The motion that was being debated in the Australian Parliament’s Federation Chamber on 3rd December 2018 was introduced by Tim Wilson and seconded by Chris Hayes, and recognised Australian involvement in the adoption and ratification of the UN Genocide Convention. It honoured Dr. Raphael Lemkin stating he “coined the word ‘genocide’, informed by his study of the systematic extermination of the Armenians during World War I and the Jews during World War II, and it called for “eternal vigilance of all countries, including Australia, to acknowledge past genocides as essential to stopping future genocides”.

Leeser, who is the Federal Member for Berowra and a proud Jewish-Australian, defined the Convention in his speech and explained its reference to the Holocaust, before calling on Australia to recognise the Armenian Genocide.

“I think the world has been too slow to recognise and call out the Armenian genocide a century ago for what it was,” Leeser said. “It’s time every nation in the world, including our own, recognised the Armenian genocide for what it was. It’s time the Erdogan regime in Turkey owned up to their own history as well.”

Leeser added: “… the cause of the Armenian people on this point is absolutely just. The death of 1.5 million Armenians has been dismissively referred to as ‘victims of war’, ‘civilian casualties’ or ‘collateral damage’. Those very euphemisms were the same used by Nazi perpetrators of the Holocaust.”

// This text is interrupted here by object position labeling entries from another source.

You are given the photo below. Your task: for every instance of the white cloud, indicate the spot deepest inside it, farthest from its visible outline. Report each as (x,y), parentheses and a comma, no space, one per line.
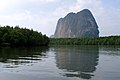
(106,17)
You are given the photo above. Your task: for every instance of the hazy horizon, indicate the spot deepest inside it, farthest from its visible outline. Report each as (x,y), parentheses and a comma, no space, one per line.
(42,15)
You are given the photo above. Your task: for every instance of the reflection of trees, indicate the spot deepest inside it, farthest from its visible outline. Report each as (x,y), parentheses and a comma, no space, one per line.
(21,55)
(80,59)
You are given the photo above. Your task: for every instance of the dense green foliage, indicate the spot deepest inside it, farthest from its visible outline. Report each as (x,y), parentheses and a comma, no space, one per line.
(111,40)
(21,37)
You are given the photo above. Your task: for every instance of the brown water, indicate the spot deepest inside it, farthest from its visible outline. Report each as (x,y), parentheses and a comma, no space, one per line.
(60,63)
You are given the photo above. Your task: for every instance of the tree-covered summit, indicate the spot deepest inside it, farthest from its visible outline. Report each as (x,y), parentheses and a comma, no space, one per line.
(16,36)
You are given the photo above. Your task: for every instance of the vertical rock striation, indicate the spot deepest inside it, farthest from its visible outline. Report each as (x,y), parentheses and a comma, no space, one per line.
(77,25)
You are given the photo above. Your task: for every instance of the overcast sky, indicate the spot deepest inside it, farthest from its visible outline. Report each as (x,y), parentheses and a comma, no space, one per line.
(42,15)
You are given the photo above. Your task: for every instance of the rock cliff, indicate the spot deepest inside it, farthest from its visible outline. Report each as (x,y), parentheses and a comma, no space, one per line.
(77,25)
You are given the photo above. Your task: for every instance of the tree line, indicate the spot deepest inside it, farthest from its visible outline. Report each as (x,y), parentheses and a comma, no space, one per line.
(16,36)
(111,40)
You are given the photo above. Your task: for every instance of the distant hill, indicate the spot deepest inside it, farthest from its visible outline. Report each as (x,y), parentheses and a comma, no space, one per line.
(77,25)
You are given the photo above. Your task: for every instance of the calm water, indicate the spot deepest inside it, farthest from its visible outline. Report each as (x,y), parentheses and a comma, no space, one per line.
(60,63)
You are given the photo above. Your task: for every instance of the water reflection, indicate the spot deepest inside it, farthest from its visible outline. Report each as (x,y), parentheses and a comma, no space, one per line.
(14,57)
(77,61)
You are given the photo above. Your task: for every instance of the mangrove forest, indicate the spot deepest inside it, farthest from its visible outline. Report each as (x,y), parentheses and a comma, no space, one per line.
(16,36)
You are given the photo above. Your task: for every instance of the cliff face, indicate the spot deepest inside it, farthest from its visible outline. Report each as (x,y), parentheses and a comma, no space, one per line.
(77,25)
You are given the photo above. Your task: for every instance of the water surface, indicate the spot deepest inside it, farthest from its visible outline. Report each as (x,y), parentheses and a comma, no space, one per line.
(60,63)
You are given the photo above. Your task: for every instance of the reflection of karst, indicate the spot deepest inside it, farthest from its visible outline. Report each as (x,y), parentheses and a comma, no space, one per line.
(80,59)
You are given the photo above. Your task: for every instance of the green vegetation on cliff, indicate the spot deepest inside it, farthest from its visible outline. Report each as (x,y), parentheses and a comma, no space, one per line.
(111,40)
(15,36)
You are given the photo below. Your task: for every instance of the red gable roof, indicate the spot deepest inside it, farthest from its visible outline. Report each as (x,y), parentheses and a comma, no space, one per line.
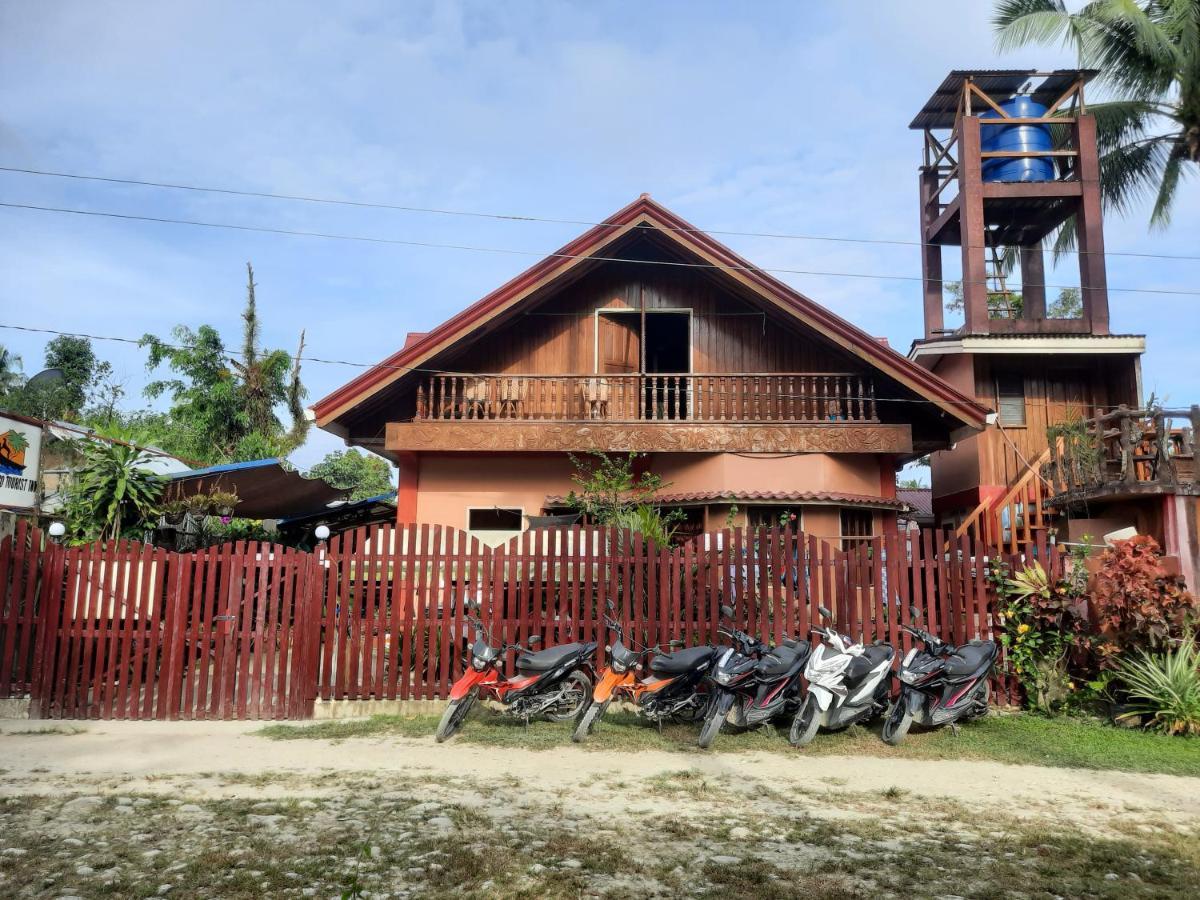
(645,211)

“Who could forget Hitler’s infamous line, ‘Who, after all, speaks today of the annihilation of the Armenians?’ That’s why it’s important to call these genocides out for what they are.”

Leeser went on to list some of the genocides that have taken place since the UN Genocide Convention, including the troubles facing the Kurds of the same region.

“My friend the member for Goldstein [Tim Wilson] spoke about Cambodia, Rwanda, Darfur and the former Yugoslavia,” he said. “I, like him, think of the Kurds, both the Kurds who have been subjected to genocide during the Iran-Iraq war and in subsequent times as well, where we continue to see their murder.”

Leeser concluded with an important call to action.

He said: “If ‘never again’ is to be anything more than a slogan, it must be a call to action. That call to action must be a call for recognition and to stop denial, a call for more education, a call for greater acknowledgement of the genocides that have occurred. If we don’t do that, we’re failing to learn from history and, in effect, desecrating the memory of those who did not live to see the future.”